The authors show that these harmful compounds don’t stay in the oil—they migrate directly into the foods being fried. Measurements from both fast-food fries and packaged potato chips reveal aldehyde levels far higher than those of other well-publicized contaminants such as acrylamide or 3-MCPD esters. In fact, a typical serving of fast-food fries can contain aldehyde amounts comparable to those inhaled from smoking a pack of cigarettes.

A growing body of evidence links dietary aldehydes to numerous chronic diseases, including atherosclerosis, cancer, neurological conditions, and liver damage. Some aldehydes formed during frying have even been flagged as high-priority toxins by national health agencies. In addition, fumes released during frying—which contain volatilized aldehydes—pose health risks to workers in poorly ventilated cooking environments.

The article also argues that current nutritional guidance may be misleading. Although PUFAs are often promoted as “healthy fats,” their instability during frying makes them major contributors to dietary toxin exposure. Oils richer in monounsaturated or saturated fats (e.g., olive oil, coconut oil, butter, lard) generate far fewer hazardous by-products when heated.

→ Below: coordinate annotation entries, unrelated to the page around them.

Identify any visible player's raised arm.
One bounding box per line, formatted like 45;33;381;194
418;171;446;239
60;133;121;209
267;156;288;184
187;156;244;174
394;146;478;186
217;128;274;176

In closing, the authors call for more awareness, updated public-health recommendations, and the establishment of maximum safe intake levels for these oxidation products. Reducing consumption of foods fried in PUFA-rich oils—especially repeatedly used ones—could significantly reduce exposure to toxic aldehydes and lower the risk of chronic disease.

PMID: 30221162

PMCID: PMC6131264

DOI: 10.21037/hbsn.2018.04.01

Abstract

High-temperature frying of polyunsaturated fatty acid (PUFA)–rich culinary frying oils leads to the formation of large quantities of toxic lipid oxidation products (LOPs), especially reactive aldehydes. These compounds migrate into fried foods and are readily consumed in Western diets. The article outlines how repeated frying accelerates aldehyde formation, how these toxins accumulate in common foods like fast-food potato chips, and how their levels substantially exceed those of better-known contaminants such as acrylamide. The authors review evidence linking aldehydic LOPs to cardiovascular disease, cancer, inflammation, neurodegenerative disorders, and other chronic non-communicable diseases. They argue that current dietary recommendations—which often promote PUFA-rich oils for health—overlook the harmful effects of LOPs, and that saturated- or monounsaturated-fat–rich oils may be safer for frying due to greater oxidative stability. The paper calls for the establishment of maximum human daily intake limits for LOPs and urges public health authorities to recognize the significant toxicological burden posed by fried-food–derived aldehydes.